Alexander McQueen sees feminine strength for spring

PARIS (Reuters) - With faux feathers and cascades of ruffles, Alexander McQueen brought fantasy and femininity to the runway on Tuesday, while still hewing to the fashion label’s edgy, dark side for spring.

Models appears at the end of the presentation by British designer Sarah Burton for fashion house Alexander McQueen as part of her Spring/Summer 2012 women's ready-to-wear fashion collection show in Paris, October 4, 2011. REUTERS/Pascal Rossignol

Creative Director Sarah Burton presented a show-stopper in the best tradition of the theatrical brand, mixing up flirty skirts that flounced at the knee with harder-edge military details like epaulets, high collars and armor-like bodices.

Burton — once the label’s head of women’s’ design before the 40-year-old McQueen committed suicide last year at his London home — has been riding a wave of notoriety since her design of Kate Middleton’s wedding dress this spring.

The Gothic-inspired ivory satin and lace affair with a 2.7 meter-long train garnered raves and focused an international spotlight on Burton and the Alexander McQueen line.

“What you saw tonight, the brilliance behind the fantasy and the beauty of the show has nothing to do with that,” said actress Salma Hayek after the show, referring to the now-infamous wedding dress.

“I think she’s already moved on from that. It’s gone somewhere else. It was very unexpected. It was amazing.”

Hayek is the wife of the chief executive of the PPR Group, Francois-Henri Pinault, whose stable of brands include Yves Saint Laurent, Gucci, Balenciaga and Stella McCartney.

Using colours of buttery ivory, gold, salmon and violet, Burton somehow managed to reconcile weightlessness with structure in her gowns.

Tiny bits of chiffon were sewn together to create what looked like baby-doll dresses made from feathers. Yet as the sinewy models passed by, one caught a glimpse of a harness at the back — a motif she used in her Fall 2011 collection — providing a darker, more aggressive note.


Strength and femininity went hand in hand in form-fitting jackets in silvery pink and gold, adorned with fringed epaulets or high Elizabethan collars, paired with narrow skirts below the knee.

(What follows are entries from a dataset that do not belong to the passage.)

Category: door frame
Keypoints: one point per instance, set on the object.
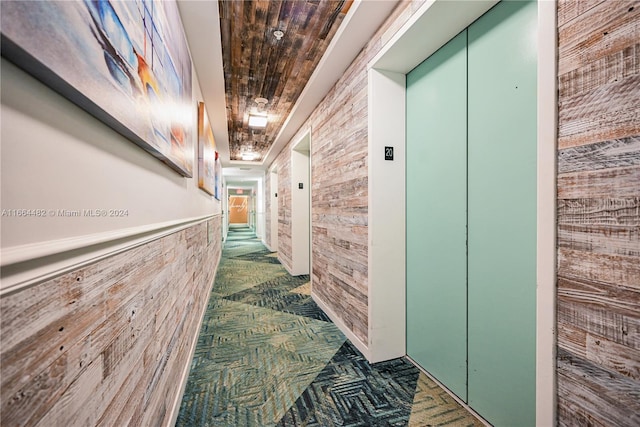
(434, 24)
(301, 205)
(273, 208)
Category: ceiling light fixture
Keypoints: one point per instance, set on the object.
(258, 121)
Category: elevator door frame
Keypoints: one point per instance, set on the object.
(434, 24)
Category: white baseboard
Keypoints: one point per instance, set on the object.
(27, 265)
(340, 324)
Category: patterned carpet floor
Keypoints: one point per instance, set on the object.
(268, 356)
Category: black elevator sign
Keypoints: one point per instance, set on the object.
(388, 153)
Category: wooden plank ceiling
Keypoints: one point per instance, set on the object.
(258, 65)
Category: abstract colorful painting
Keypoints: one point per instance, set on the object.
(125, 62)
(207, 154)
(218, 194)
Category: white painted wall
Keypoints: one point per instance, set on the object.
(387, 265)
(300, 213)
(436, 22)
(273, 244)
(55, 157)
(260, 209)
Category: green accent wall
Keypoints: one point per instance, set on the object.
(437, 214)
(471, 214)
(502, 213)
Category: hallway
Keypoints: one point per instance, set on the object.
(267, 355)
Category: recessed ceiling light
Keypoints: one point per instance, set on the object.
(256, 121)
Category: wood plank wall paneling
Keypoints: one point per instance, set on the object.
(339, 186)
(599, 213)
(267, 209)
(107, 344)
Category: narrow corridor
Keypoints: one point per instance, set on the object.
(267, 355)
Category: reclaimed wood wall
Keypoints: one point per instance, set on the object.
(108, 344)
(339, 187)
(267, 210)
(599, 213)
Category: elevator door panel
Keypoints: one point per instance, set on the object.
(502, 213)
(436, 215)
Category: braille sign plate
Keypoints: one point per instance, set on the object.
(388, 153)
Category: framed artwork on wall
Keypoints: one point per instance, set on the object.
(218, 194)
(207, 154)
(125, 62)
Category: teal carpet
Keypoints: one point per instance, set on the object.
(267, 355)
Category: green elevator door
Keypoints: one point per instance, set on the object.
(437, 214)
(471, 214)
(502, 213)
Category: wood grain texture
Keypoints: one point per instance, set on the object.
(590, 395)
(107, 344)
(259, 65)
(617, 153)
(600, 184)
(598, 304)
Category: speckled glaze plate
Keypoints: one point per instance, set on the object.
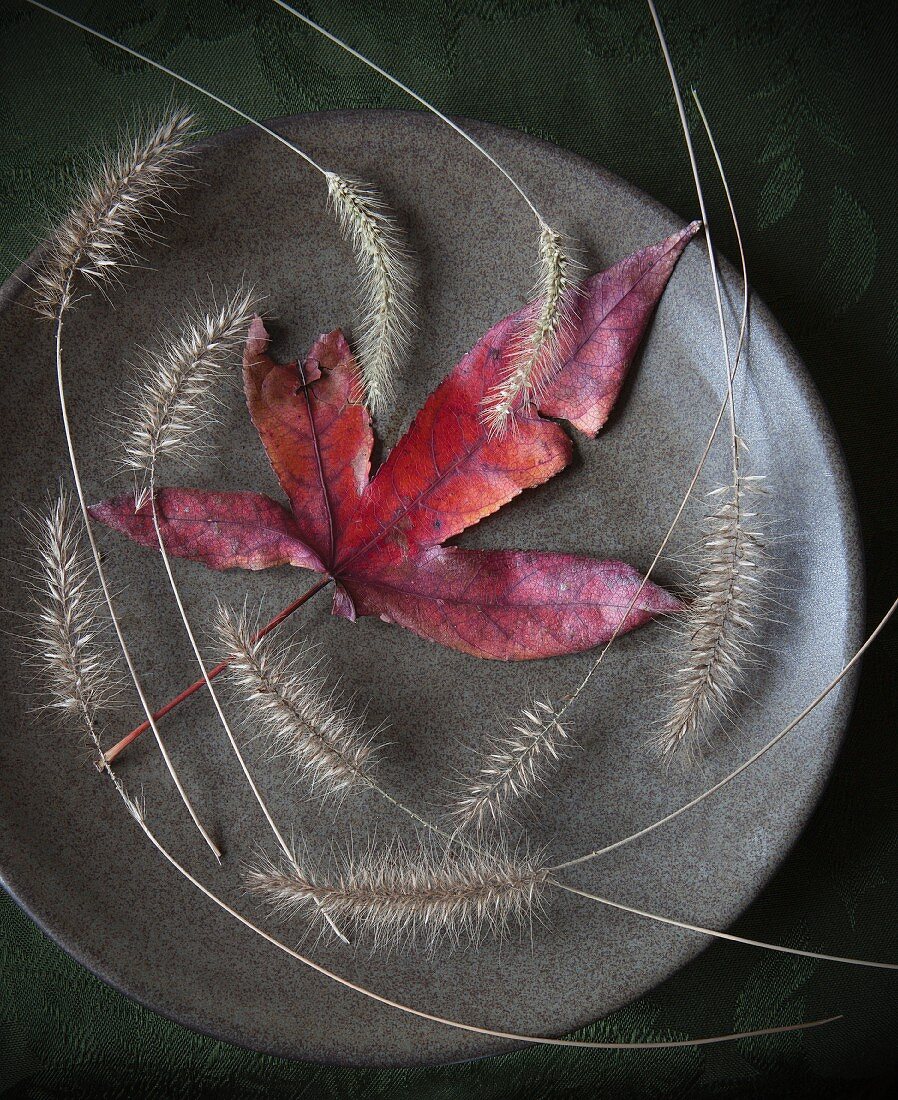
(76, 862)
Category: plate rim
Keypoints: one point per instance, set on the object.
(18, 283)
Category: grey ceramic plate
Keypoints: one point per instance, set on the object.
(67, 851)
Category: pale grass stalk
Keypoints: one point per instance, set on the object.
(721, 626)
(126, 198)
(387, 314)
(508, 768)
(746, 763)
(411, 893)
(172, 406)
(722, 623)
(387, 309)
(446, 1021)
(298, 716)
(67, 630)
(535, 359)
(174, 403)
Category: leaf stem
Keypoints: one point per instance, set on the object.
(76, 477)
(211, 673)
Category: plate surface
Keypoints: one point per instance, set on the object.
(72, 857)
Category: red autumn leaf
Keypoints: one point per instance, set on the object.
(223, 530)
(381, 539)
(610, 320)
(319, 446)
(511, 605)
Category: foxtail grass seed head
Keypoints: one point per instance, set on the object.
(293, 711)
(174, 400)
(721, 626)
(113, 213)
(383, 262)
(79, 671)
(535, 360)
(411, 894)
(510, 768)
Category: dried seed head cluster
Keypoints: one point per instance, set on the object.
(535, 361)
(511, 767)
(721, 625)
(173, 400)
(292, 708)
(116, 209)
(387, 312)
(411, 893)
(80, 673)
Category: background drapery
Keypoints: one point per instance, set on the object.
(803, 100)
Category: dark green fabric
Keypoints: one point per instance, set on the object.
(802, 98)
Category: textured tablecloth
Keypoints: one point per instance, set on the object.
(803, 102)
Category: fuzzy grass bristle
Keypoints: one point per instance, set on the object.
(722, 623)
(510, 767)
(173, 400)
(383, 262)
(115, 212)
(292, 710)
(79, 672)
(535, 361)
(405, 893)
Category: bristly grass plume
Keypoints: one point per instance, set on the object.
(387, 312)
(291, 707)
(406, 893)
(115, 212)
(510, 767)
(535, 361)
(173, 399)
(78, 670)
(722, 624)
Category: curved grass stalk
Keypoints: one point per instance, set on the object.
(746, 763)
(92, 242)
(384, 271)
(395, 892)
(535, 360)
(714, 934)
(173, 405)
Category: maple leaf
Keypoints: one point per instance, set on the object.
(381, 538)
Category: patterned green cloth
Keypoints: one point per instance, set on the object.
(802, 97)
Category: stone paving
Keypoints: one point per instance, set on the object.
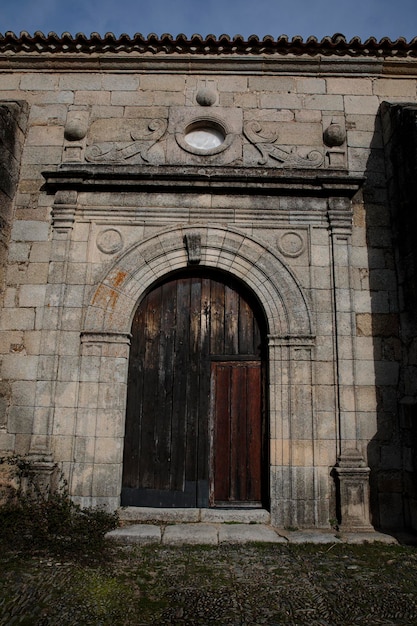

Ruffles in a muted print of violet and grey burst from the seams of jackets and dresses, their fluidity constrained by the sharp tailoring of the garments.

Burton’s underwater fantasy was the show’s highlight, with models transformed into mermaid warriors. Using abalone shells in one gown, and coral in another, she created intricate, armor-like corseted torsos, with soft chiffon billowing beneath to the floor.

“I do believe there’s a little less of an angst when I see this collection,” said Ken Downing, fashion director for U.S. department store Neiman Marcus. “I think because it’s in the hands of a woman, we see a little more of a feminine spirit.”

Still, it would not be an Alexander McQueen show without a darker and more menacing undertone, and Burton mixed up strips of black vinyl with cream lace in a gown that looked like it was glued onto the model’s body, almost trapping her inside.

Indeed, the show’s styling reinforced the idea of entrapment and suffocation as intricately and beautifully woven, form-fitting death masks obscured the models’ faces.

The choice of the Centquatre art center in Paris’ gritty 19th Arrondissement was morbidly appropriate. The space — now a expansive open pavilion with a vast glass and steel roof — once housed Paris’ state-run mortuary.